I mean, sheesh! I was terrible to myself last night.
I sat alone in my room, thinking how sad it was that the Panda Express I was consuming was so, so awesome in the thick of everything going down in my life. And that I was watching a sad show and it was stormy outside. I felt so rightly alone. Nothing but the sound of the dog’s breath coming from under the door. (No doubt, the string bean chicken aroma was calling his keen nose to its source…)
I ran through all these scenarios in my head of what loneliness looks like and why it was such a bad thing.
A roommate of mine saying, “I feel sad for you”, was not what I wanted to hear. But whatever. I had my chow mein. I was okay. I appreciated the sentiment, but unless I really know you, those words are a little haunting.
We are all filled with bits of wisdom. Especially the little ones who take joy in small things. How they are straight up when they feel sad or alone. How they learn what is good and bad.
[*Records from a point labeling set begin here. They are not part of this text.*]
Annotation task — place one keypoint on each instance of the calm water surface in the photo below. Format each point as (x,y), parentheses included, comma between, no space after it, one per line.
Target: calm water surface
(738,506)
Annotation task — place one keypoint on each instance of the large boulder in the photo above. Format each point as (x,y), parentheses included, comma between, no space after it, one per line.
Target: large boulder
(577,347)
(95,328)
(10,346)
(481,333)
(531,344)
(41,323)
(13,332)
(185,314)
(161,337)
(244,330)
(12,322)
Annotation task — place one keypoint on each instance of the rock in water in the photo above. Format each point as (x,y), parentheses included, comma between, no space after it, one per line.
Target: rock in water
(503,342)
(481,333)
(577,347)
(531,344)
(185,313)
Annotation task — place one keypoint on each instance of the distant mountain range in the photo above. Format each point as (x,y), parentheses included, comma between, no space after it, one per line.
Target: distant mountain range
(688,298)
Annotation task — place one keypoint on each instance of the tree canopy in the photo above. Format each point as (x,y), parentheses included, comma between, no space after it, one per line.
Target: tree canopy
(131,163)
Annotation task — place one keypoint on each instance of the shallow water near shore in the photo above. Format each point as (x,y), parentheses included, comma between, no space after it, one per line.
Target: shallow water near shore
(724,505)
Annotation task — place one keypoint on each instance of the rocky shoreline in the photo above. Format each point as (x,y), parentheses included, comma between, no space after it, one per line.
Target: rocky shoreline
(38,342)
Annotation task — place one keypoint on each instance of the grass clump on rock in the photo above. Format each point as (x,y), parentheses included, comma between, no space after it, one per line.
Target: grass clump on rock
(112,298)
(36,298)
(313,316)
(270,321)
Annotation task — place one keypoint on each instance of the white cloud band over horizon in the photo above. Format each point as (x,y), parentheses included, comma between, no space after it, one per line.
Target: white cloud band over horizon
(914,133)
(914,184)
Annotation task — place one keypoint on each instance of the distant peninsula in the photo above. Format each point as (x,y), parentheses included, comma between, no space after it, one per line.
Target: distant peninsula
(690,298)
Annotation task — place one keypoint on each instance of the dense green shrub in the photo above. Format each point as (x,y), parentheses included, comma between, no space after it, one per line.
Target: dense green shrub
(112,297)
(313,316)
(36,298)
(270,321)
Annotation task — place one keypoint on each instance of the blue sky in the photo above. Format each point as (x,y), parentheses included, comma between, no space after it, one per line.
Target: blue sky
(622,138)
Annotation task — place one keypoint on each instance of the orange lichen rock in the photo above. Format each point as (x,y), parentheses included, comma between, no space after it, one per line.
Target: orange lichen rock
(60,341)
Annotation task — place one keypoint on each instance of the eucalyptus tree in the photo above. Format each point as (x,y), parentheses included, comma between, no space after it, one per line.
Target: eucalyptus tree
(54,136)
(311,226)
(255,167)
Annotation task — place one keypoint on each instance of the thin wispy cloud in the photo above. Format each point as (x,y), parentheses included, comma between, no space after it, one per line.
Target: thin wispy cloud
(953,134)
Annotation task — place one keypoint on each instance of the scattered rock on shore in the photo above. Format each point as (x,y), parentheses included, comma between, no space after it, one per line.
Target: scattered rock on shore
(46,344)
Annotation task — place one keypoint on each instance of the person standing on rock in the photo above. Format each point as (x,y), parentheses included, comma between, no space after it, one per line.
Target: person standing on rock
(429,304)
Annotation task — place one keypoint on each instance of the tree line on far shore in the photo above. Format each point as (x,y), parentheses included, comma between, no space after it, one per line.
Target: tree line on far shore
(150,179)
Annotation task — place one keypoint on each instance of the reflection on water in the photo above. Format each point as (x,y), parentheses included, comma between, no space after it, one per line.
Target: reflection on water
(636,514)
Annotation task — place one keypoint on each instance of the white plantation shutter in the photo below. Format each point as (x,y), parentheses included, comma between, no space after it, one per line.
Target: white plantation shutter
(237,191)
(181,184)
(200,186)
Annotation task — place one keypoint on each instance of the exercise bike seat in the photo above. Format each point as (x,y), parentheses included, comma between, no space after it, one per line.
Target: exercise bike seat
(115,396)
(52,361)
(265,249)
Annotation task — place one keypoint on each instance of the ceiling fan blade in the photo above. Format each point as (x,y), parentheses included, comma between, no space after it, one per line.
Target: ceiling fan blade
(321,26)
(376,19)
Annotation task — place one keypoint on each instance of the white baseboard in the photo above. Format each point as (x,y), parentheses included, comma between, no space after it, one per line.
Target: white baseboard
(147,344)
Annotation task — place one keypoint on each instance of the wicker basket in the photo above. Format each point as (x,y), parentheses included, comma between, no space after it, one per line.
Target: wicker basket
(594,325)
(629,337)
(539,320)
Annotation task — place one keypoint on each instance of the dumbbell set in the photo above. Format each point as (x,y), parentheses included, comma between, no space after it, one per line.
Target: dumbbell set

Such important and strong little things.
Somehow we are all taught to be quiet. To lower our voices. To speak only when it’s appropriate. Maybe I believed in that too much.
Either way, I am always humbled by the minds of our little ones, as they wander and somehow always smell like sugar and dirt.
So as I continue to think of myself as an old soul, I will embrace it like a friend.
And whatever it is people deem as being an old soul, so be it.
Just know, that I am dreaming and electricity is pulsing through my bones. I am not done. I’m not even close.
I have a ways to go before it all catches up.
Then again, in the words of my doc, “…you’re a spring chicken!”